Studying Up: Reorienting the field of algorithmic fairness around issues of power
On January 28, 2020, I presented a paper at the ACM FAccT* conference. Below is the write-up of that presentation. You can find the paper here: https://dl.acm.org/doi/abs/10.1145/3351095.3372859
Einstein once said that if he had an hour to solve a problem and his life depended on the solution, he would spend the first 55 minutes determining the proper question to ask.
As academics, so much of our power lies in how we frame the problems we aim to solve, in formulating the right question.

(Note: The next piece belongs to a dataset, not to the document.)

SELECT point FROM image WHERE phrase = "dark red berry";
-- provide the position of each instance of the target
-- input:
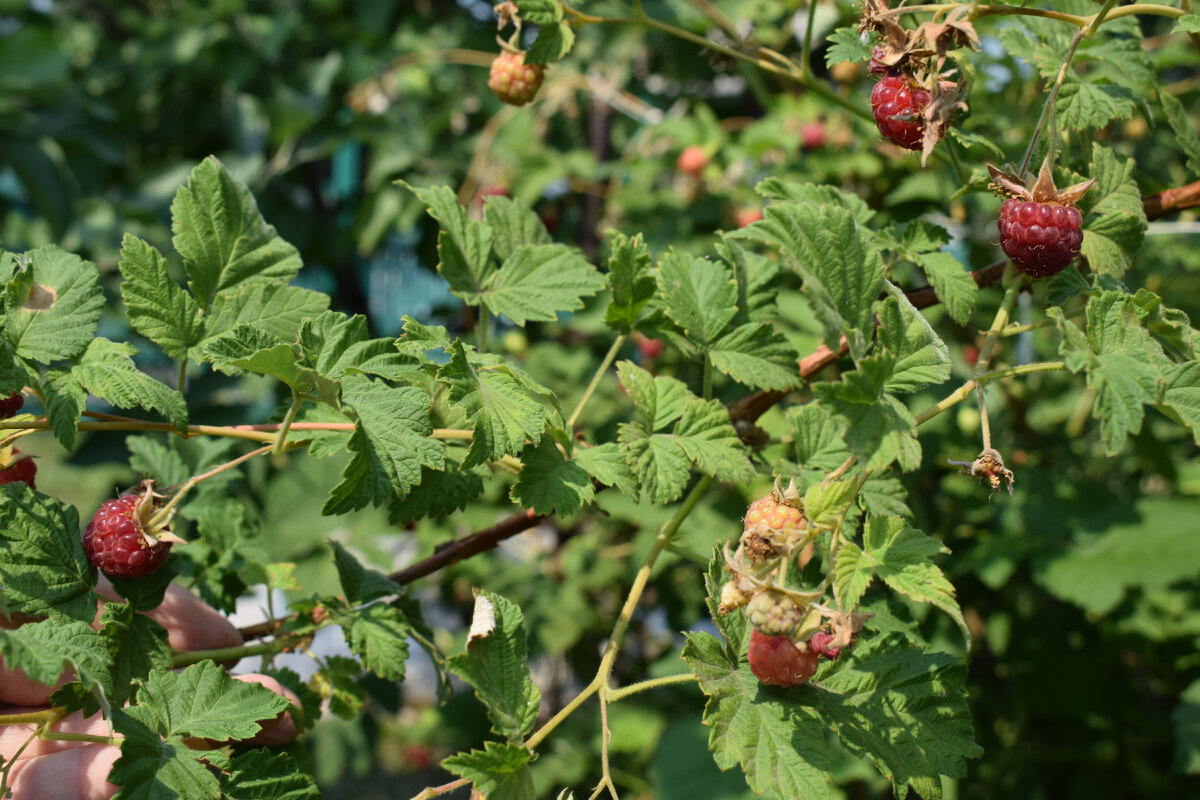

Yet, the academic community dedicated to the pursuit of “fair” algorithmic systems has not taken enough time to develop the right set of questions in pursuit of this goal. In spite of our best efforts, data scientists still lack the methodological and conceptual tools necessary to grapple with key epistemological and normative aspects of their work. As a result, data scientists tend to uncritically inherit dominant modes of seeing and understanding the world when conceiving of their projects. In doing so, they reproduce ideas which normalize social hierarchies and legitimize violence against marginalized groups.
In our paper we challenge data scientists to move beyond these default modes of operating in favor of “studying up.”
In this talk, I’ll:
- Introduce the concept of “studying up” by providing a brief history of the idea as it was first introduced in the field of anthropology in the late 1960’s.
- Then I’ll draw parallels between this conversation in anthropology and contemporary debates we are having in the FAccT* community today.
- Finally, I’ll illustrate what we might gain from “studying up” as data scientists by walking through a case study from my own work building algorithmic interventions in the criminal legal system. Through this case study, I hope to identify some of the key challenges data scientists face when studying up, in the hopes that we can expand the set of issues we grapple with in the pursuit of fair algorithmic systems.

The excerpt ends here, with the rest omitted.